BP PLC announced Tuesday it is resuming dividends for the first time since the Gulf of Mexico well disaster, as the oil company reported a 30 percent gain in fourth-quarter profits which fell short of reversing a full-year loss.
BP said it had booked a charge of $40.9 billion for the full year to cover the cost of the explosion aboard the Deepwater Horizon drilling rig which killed 11 workers, and for the costs of stopping and cleaning up the oil spill along the southern U.S. coast.
The company also announced plans to sell two U.S. refineries including the Texas City facility where 15 workers died in a massive explosion in 2005.
BP, which suspended dividends following the Macondo well blowout in the Gulf of Mexico in April, said it would pay 7 cents per share — half the amount paid in the fourth quarter of 2009.
“We believe now is the right time to resume payment of a dividend to our shareholders,” said Chairman Carl-Henric Svanberg.
“We have chosen a prudent level that reflects the company’s strong underlying financial and operating performance but also recognizes the need to fully meet our obligations in the Gulf of Mexico and to maintain financial flexibility.”
The company made a profit of $5.6 billion in the fourth quarter, up from $4.3 billion a year earlier. However, for the full year BP booked a loss of $3.7 billion compared with a profit of $16.6 billion in 2009.
Replacement cost profit — a closely watched industry measure which reflects inventory gains and losses — was $4.6 billion for the quarter, up from $3.4 billion a year earlier. For the full year BP saw a replacement cost loss of $4.9 billion, compared with a profit of $14 billion in 2009.
BP said it had spent more than $1 billion modernizing the Texas City plant, but said it “lacks strong integration into any BP marketing assets.”
However, BP said it will keep the chemicals complex at Texas City.
BP said it also hopes to sell the Carson refinery near Los Angeles along with its marketing business in southern California, Arizona and Nevada.
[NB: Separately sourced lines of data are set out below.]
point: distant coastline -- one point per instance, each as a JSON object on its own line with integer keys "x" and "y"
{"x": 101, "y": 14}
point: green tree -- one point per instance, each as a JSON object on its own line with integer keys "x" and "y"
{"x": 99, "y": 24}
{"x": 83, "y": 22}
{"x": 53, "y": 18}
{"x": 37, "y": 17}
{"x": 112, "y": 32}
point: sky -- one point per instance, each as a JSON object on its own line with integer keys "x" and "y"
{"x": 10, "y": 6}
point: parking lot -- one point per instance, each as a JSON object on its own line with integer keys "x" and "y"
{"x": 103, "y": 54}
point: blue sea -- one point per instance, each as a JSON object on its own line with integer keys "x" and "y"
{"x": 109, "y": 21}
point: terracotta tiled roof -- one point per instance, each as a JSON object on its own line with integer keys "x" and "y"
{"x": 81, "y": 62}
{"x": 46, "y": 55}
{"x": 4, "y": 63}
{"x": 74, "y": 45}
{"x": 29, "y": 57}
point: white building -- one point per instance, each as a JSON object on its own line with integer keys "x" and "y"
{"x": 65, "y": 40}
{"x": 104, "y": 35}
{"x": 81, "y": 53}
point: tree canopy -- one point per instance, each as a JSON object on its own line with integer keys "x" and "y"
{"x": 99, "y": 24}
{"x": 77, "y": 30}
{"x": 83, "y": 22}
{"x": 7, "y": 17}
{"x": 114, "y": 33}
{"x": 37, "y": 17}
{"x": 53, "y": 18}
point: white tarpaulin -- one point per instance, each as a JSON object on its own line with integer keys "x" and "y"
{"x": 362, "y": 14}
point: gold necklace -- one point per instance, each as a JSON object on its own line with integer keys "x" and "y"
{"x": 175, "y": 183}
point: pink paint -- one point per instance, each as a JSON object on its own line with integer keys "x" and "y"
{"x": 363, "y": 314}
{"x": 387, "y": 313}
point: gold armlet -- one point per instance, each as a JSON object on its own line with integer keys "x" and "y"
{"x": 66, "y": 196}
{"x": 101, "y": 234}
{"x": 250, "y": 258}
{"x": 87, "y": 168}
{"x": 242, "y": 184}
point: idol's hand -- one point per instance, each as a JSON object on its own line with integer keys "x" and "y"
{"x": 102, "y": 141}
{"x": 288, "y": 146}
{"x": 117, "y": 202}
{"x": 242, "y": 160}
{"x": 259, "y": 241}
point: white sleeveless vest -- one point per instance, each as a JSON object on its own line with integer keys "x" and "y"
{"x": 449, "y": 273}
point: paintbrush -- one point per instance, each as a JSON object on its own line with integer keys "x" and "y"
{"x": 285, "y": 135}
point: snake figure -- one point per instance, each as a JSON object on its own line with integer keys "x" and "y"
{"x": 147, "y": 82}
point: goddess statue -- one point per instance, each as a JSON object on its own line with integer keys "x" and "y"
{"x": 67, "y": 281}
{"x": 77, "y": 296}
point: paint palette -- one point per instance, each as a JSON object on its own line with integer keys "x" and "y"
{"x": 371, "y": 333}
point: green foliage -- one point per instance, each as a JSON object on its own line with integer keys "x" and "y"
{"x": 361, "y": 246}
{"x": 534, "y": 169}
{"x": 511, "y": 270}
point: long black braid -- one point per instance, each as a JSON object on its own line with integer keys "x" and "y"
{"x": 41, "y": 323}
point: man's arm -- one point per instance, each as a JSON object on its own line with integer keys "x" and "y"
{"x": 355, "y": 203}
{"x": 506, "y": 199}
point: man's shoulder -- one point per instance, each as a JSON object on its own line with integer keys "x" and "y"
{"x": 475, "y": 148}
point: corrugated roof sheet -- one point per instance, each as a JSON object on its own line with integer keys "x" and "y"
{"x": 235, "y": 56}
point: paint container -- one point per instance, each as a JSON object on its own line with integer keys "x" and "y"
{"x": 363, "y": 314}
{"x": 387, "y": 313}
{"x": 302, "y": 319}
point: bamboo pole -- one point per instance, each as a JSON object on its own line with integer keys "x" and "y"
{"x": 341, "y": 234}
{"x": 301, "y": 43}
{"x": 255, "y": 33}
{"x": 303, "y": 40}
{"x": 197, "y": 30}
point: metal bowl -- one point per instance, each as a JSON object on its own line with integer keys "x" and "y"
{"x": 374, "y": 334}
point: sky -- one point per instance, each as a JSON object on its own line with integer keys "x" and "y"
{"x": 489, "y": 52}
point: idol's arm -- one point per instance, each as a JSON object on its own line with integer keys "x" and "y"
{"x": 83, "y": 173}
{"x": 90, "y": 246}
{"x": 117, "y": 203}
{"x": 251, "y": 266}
The company plans to concentrate its U.S. refinining and marketing activity at Whiting, Indiana and Cherry Point, Washington, in in its 50 percent stake in the Toledo, Ohio refinery.
“2011 will be a year of recovery and consolidation as we implement the changes we have identified to reduce operational risk and meet our commitments arising from the spill,” said BP Chief Executive Bob Dudley. “But it will also be a year in which we have the opportunity to reset the company, adjusting the shape of our business, and focus on growing value for shareholders.”